Revision as of 13:24, 26 November 2021

Analyzing False Sharing

Group Members

- Kevin Chou

Introduction

False sharing is a well-known problem that can occur when taking advantage of parallelization in modern multi-processor computers with shared memory. Although the results will be correct, frequent false sharing results in significant performance loss and reduction in scalability, effectively nullifying the benefits of parallel computing.

The Cache

What is a Cache?

Before we can talk about false sharing, we need a brief overview of a cache. Like other storage mediums, a cache is a place used to store data and instructions that the CPU may use.

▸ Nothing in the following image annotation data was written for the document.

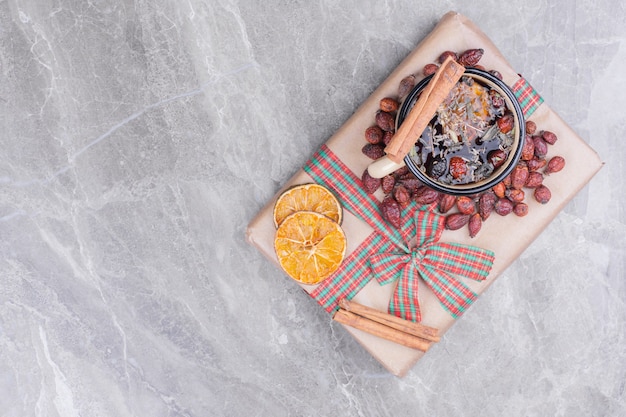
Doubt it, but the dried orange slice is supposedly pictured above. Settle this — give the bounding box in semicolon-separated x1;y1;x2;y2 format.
274;184;342;227
274;211;346;285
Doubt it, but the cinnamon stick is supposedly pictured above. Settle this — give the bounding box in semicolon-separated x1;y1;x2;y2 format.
339;298;441;342
333;309;431;352
385;57;465;163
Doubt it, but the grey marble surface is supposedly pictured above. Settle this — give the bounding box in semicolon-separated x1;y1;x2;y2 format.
0;0;626;417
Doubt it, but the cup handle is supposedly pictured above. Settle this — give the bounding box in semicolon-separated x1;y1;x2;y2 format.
367;156;404;178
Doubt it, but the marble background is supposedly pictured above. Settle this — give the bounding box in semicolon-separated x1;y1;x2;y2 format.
0;0;626;417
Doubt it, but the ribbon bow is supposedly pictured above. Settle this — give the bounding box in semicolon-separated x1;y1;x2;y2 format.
304;145;494;321
369;210;494;321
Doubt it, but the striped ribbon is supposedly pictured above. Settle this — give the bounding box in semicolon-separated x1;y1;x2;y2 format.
511;77;543;118
304;145;494;321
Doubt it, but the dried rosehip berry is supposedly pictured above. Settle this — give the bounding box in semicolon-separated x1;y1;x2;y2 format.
456;196;476;214
437;51;459;64
493;198;513;216
365;126;383;143
511;162;528;189
380;196;402;229
467;213;483;238
533;136;548;158
361;168;380;194
392;165;415;180
439;193;456;214
526;157;547;171
398;74;415;98
393;185;411;208
541;130;558;145
520;135;535;161
422;64;439;77
458;49;485;67
491;181;506;198
524;171;543;188
543;156;565;174
380;174;396;194
361;143;385;159
413;185;439;205
534;185;552;204
526;120;537;136
379;97;400;113
513;203;528;217
496;113;515;133
449;156;467;179
478;191;497;220
446;213;470;230
376;110;396;132
506;188;525;203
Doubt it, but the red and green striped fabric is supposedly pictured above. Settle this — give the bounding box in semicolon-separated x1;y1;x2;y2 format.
304;145;493;321
511;77;543;118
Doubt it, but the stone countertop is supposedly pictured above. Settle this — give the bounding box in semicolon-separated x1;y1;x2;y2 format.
0;0;626;417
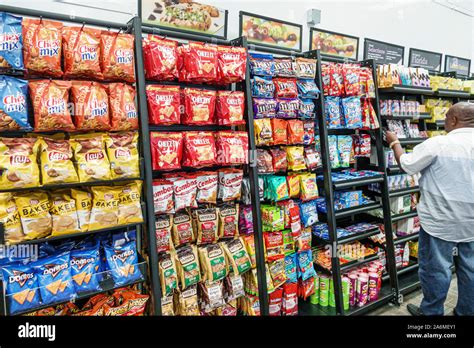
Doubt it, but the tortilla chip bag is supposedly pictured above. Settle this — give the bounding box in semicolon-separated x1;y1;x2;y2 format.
23;18;63;77
100;30;135;83
105;132;140;179
39;138;79;185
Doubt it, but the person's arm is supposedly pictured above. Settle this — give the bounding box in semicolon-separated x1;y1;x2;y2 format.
386;132;436;175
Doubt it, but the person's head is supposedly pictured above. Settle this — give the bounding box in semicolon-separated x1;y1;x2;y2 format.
444;102;474;132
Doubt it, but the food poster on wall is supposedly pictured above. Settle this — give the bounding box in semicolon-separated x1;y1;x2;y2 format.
310;28;359;60
140;0;227;39
240;11;303;51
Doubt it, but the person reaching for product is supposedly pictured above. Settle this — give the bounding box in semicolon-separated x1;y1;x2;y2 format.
386;102;474;315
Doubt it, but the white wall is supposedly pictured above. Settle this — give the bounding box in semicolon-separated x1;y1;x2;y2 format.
1;0;474;72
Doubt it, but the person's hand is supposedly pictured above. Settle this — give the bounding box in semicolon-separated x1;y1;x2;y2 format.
385;131;398;144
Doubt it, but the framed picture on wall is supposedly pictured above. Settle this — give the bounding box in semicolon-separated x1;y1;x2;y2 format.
138;0;228;40
239;11;303;52
309;28;359;60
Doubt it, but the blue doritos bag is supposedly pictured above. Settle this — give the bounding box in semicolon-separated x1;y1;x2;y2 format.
104;241;142;286
2;263;41;314
0;12;23;69
69;243;101;293
33;252;76;305
0;75;33;130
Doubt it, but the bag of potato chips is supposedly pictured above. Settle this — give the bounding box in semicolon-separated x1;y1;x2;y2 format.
0;192;25;244
71;134;110;182
105;132;140;179
39;138;79;185
50;191;81;236
14;192;52;240
0;138;40;189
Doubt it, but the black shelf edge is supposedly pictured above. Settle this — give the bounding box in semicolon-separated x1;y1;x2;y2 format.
0;177;143;192
378;85;434;95
388;186;420;198
392;210;418;223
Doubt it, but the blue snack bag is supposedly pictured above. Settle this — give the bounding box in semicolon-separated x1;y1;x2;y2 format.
69;243;101;293
104;241;142;286
0;12;23;69
0;75;33;131
1;263;41;314
33;252;76;305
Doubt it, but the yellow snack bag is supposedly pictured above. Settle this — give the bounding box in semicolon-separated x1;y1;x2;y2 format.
89;186;121;231
71;133;110;182
0;138;40;189
14;192;52;240
105;132;140;179
50;191;81;236
71;189;92;232
0;192;25;244
39;138;79;185
117;181;143;225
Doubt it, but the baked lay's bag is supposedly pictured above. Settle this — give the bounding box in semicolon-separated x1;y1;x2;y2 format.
70;133;111;182
63;26;104;80
28;80;75;132
71;81;110;130
117;181;143;225
105;132;140;179
107;83;138;131
69;243;101;294
32;251;75;305
0;12;23;69
22;18;63;77
0;263;40;314
39;137;79;185
104;241;143;286
0;75;32;131
50;191;81;236
71;188;92;232
100;30;135;83
0;138;40;189
0;192;25;244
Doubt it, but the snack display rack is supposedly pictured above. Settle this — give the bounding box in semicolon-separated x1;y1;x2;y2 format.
0;5;153;315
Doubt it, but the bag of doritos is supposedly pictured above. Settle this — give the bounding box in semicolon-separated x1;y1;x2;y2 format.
104;241;143;287
100;30;135;83
1;263;40;314
32;251;76;305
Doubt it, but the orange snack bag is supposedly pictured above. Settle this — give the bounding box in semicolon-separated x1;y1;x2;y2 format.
28;80;75;132
22;18;63;77
71;81;110;130
63;27;104;80
100;31;135;83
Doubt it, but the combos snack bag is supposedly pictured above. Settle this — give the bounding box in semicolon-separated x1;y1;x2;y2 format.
146;85;181;125
71;81;110;130
23;18;63;77
150;132;183;170
105;132;140;179
108;83;138;131
63;27;104;80
28;80;75;132
0;76;31;131
216;91;245;126
0;138;40;189
71;134;110;182
100;31;135;83
182;88;216;125
50;191;81;236
39;138;79;185
217;46;247;84
143;35;178;80
183;132;217;168
216;131;248;165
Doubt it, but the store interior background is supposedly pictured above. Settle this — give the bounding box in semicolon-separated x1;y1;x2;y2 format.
2;0;474;73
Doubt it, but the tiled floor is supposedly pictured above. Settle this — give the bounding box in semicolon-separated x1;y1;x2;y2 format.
370;275;458;315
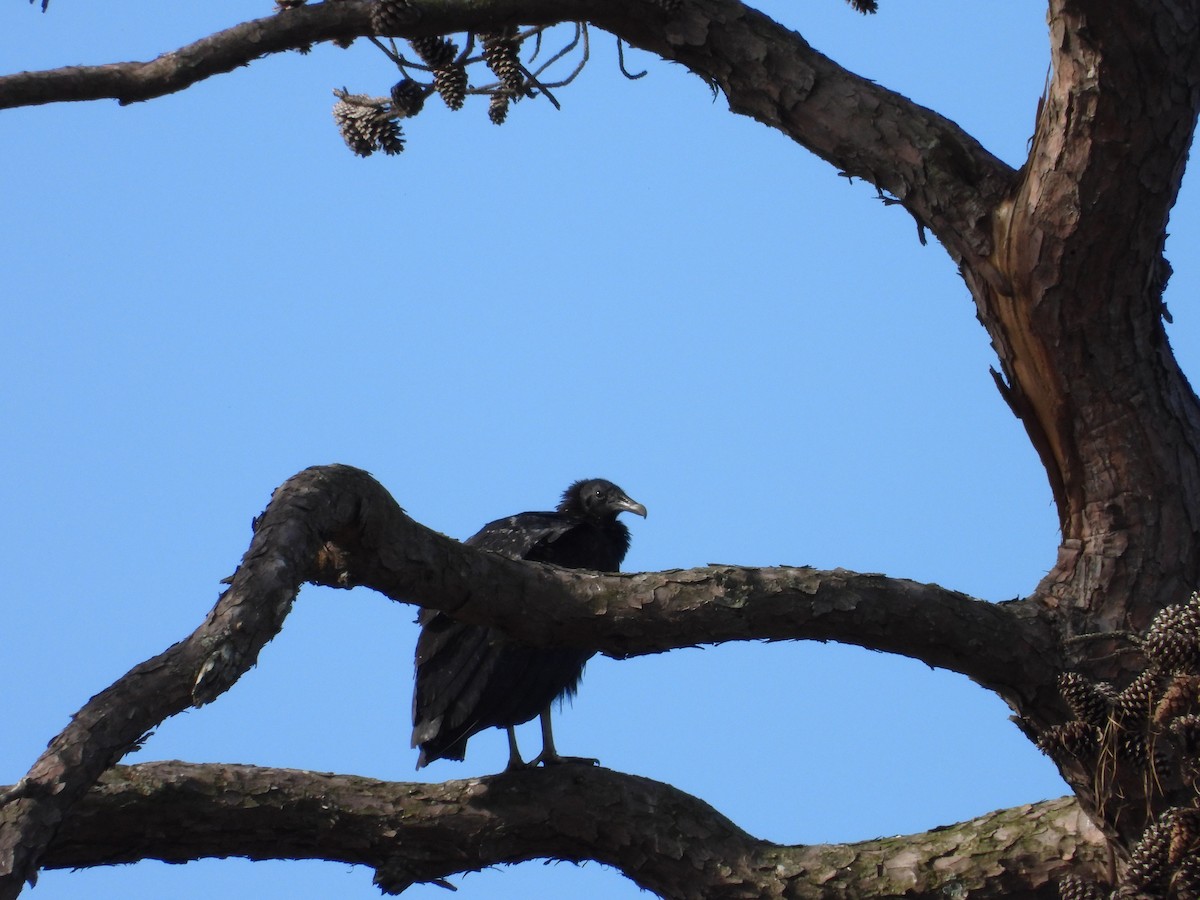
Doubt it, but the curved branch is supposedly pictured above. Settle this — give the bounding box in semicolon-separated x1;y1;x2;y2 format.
0;466;1056;898
0;0;1014;267
37;762;1104;900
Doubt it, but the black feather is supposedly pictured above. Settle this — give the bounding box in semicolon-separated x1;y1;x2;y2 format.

So why do we have so many types?

In an ideal world, the CPU would have lightning-fast access to all data on your machine at any given time to maximize the power and speed of modern-day CPUs. In reality, there are limitations and trade-offs when balancing speed, storage size, location, and cost. To compromise, a computer utilizes many types of memory. To name the important ones in the hierarchy, we have secondary memory like hard drives and SSDs which can permanently hold vast quantities of data but are slow. Next is Dynamic Random Access Memory(DRAM) which is much smaller, faster, and volatile. Last, we have the cache or Static Random Access Memory(SRAM), which is extremely fast, but even smaller and more expensive.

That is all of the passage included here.